Pemasangan instalasi bola bumi raksasa bertuliskan ‘Universal’ di Desa Bahasa Borobudur, Magelang sempat menuai protes warga net. Instalasi yang diklaim sebagai spot instagramable itu dinilai meniru landmark Universal Studio di Singapura. Warga net menyayangkan, kenapa harus meniru landmark dan merusak yang sebenarnya sudah tampak indah?
Tren spot instagramable belakangan memang sangat populer di kalangan para milenial Indonesia. Banyak para pengelola destinasi wisata alam yang berusaha mempercantik dengan berbagai instalasi tempat foto berbentuk sayap, sarang burung, atau bentuk hati kemudian di cat warna-warni mencolok mata. Bukannya semakin cantik, spot instagramable ini justru terlihat kontras dan mengotori pemandangan yang sudah indah.
Proses pembuatannya yang serampangan dan tidak diimbangi dengan perawatan yang baik malah membuat alam sekitar menjadi rusak. Paku-paku besi yang tertancap di batang pohon tinggi dapat membuat batang kayu keropos dan rapuh. Saat angin kencang berhembus, bisa saja pohon tumbang dan menimpa orang atau bangunan di sekitarnya.
Perkembangan teknologi digital dan media sosial yang pesat membuat cara-cara seperti spot instagramable memang efektif menggaet kunjungan wisatawan karena gampang viral. Banyak maniak selfie yang berbondong-bondong datang. Namun perlu diperhatikan, tipe wisatawan semacam ini semata-mata datang untuk memenuhi hasrat berfoto saja.
Setelah dirasa mendapatkan hasil foto terbaiknya, mustahil mereka akan datang kembali. Ini konsep wisata yang salah karena hanya meningkatkan pamor tempat wisata sesaat saja. Sulit bagi tempat wisata semacam ini memiliki umur panjang. Dewasa ini juga banyak wisatawan yang mulai meninggalkan tren wisata ini karena dinilai norak dan dianggap alay.
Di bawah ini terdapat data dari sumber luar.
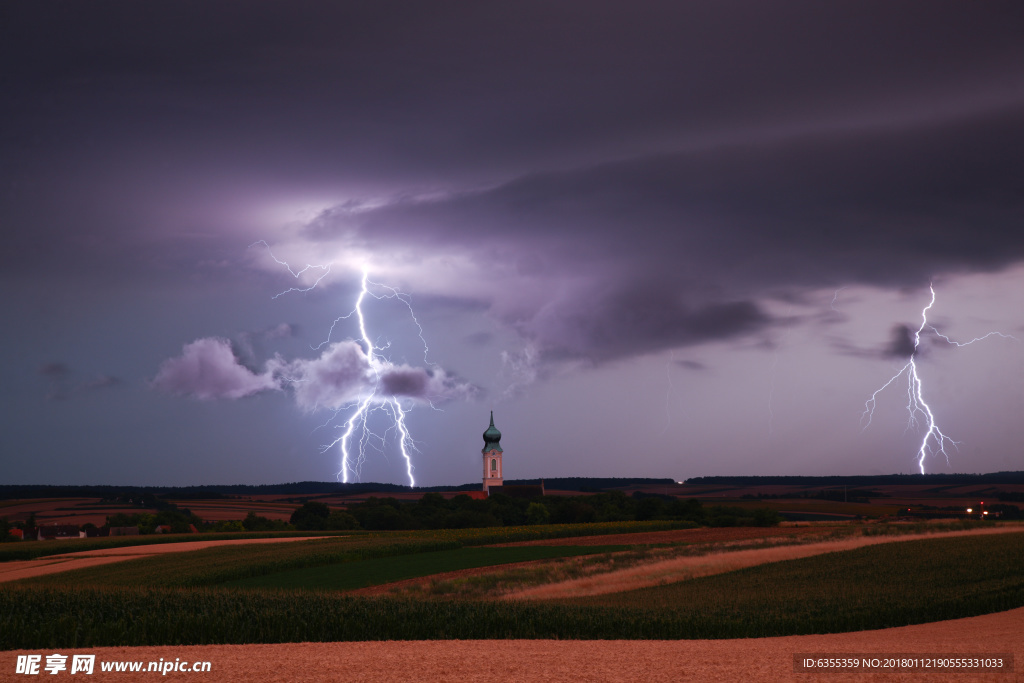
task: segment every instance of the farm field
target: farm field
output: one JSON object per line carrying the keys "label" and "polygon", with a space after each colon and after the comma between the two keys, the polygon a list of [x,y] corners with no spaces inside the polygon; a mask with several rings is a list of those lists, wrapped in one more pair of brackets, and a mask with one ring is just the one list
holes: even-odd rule
{"label": "farm field", "polygon": [[[245,541],[261,538],[298,538],[357,536],[358,531],[249,531],[231,533],[195,534],[152,534],[147,536],[108,536],[105,538],[81,538],[56,541],[29,541],[0,544],[0,563],[16,560],[32,560],[41,557],[106,551],[113,548],[138,546],[177,545],[179,543],[202,543],[206,541]],[[155,551],[154,551],[155,552]]]}
{"label": "farm field", "polygon": [[[796,674],[796,653],[1011,653],[1024,660],[1020,624],[1024,608],[931,624],[877,631],[736,640],[447,640],[303,642],[253,645],[143,646],[61,649],[95,654],[99,661],[158,661],[176,657],[208,661],[225,683],[320,681],[515,680],[547,681],[823,681],[881,683],[1014,683],[1018,673]],[[0,653],[0,670],[12,671],[25,650]],[[483,656],[483,654],[486,656]],[[152,674],[150,674],[150,677]],[[92,677],[90,677],[92,678]],[[99,681],[125,674],[97,672]]]}
{"label": "farm field", "polygon": [[[835,529],[847,535],[862,533],[849,526]],[[397,566],[414,567],[435,551],[474,550],[466,546],[514,540],[509,538],[508,530],[494,530],[505,533],[492,536],[484,535],[485,530],[445,535],[367,534],[273,548],[210,548],[6,584],[0,589],[0,647],[303,640],[700,639],[888,628],[1024,605],[1024,569],[1014,559],[1024,554],[1024,534],[1013,533],[1014,529],[884,543],[658,588],[534,603],[460,599],[458,593],[437,599],[409,599],[352,597],[344,591],[323,590],[323,586],[312,586],[320,588],[316,591],[296,591],[284,586],[227,585],[255,577],[280,578],[305,568],[342,573],[367,563],[365,569],[381,558],[397,561]],[[622,532],[614,525],[604,530]],[[543,532],[529,527],[526,531]],[[561,529],[562,533],[569,531],[572,529]],[[768,540],[796,543],[800,539]],[[675,547],[697,554],[729,547],[742,552],[742,544],[758,542]],[[623,553],[602,553],[601,557],[627,555],[643,547],[650,552],[674,552],[672,544],[658,543],[637,545]],[[479,550],[546,551],[556,555],[605,550],[570,548],[513,546]],[[510,554],[506,559],[521,557]],[[447,558],[446,564],[434,568],[479,564],[473,553],[450,553]],[[585,559],[562,557],[544,562]],[[315,577],[316,572],[305,576]],[[379,575],[375,580],[385,582],[388,578]]]}
{"label": "farm field", "polygon": [[[268,519],[287,521],[298,507],[297,503],[257,499],[217,498],[171,502],[176,502],[180,507],[187,508],[203,519],[214,522],[244,519],[250,512]],[[107,517],[111,515],[139,512],[153,513],[156,512],[156,509],[138,505],[104,503],[100,498],[32,498],[0,501],[0,517],[7,518],[10,522],[23,522],[31,514],[35,515],[39,524],[103,526]]]}
{"label": "farm field", "polygon": [[239,579],[220,585],[227,588],[344,591],[445,572],[610,553],[623,549],[623,546],[615,545],[459,548],[352,562],[344,566],[344,571],[339,571],[337,565],[327,565]]}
Apakah salah mengusung konsep spot instagramable pada tempat wisata? Tidak juga. Namun juga tidak selalu benar. Coba renungkan sejenak, lebih menarik mana pemandangan alam tanpa atau dengan spot instagramable? Jika pemandangan sudah tampak indah, tidak perlu lah ditambah dengan spot-spot instragramable tidak penting. Coba pikirkan efek keberlanjutan.
Apabila ingin memperindah tempat wisata alam agar wisatawan tertarik berkunjung, kuncinya ada di kemampuan storytelling terkait sejarah, mitos, atau kepercayaan lokal. Atau isa juga dengan mengadakan festival budaya di saat-saat tertentu. Keliru paham semacam ini telah membuat banyak tempat wisata menjadi collapse dan ditinggalkan wisatawan.
Contoh kasus adalah Kampung Pelangi di Semarang. Konsepnya meniru Kampung Jodipan di Malang, desa kumuh itu kemudian disulap dengan ornamen warna-warni. Langsung viral, pengunjung langsung membludak. Namun apakah masih ramai sampai sekarang? Tahun 2017 memang banyak wisatawan berkunjung, tahun 2018 dan 2019 jumlah kujungan mulai turun perlahan. Tahun 2020 Kampung Pelangi tak secerah dulu.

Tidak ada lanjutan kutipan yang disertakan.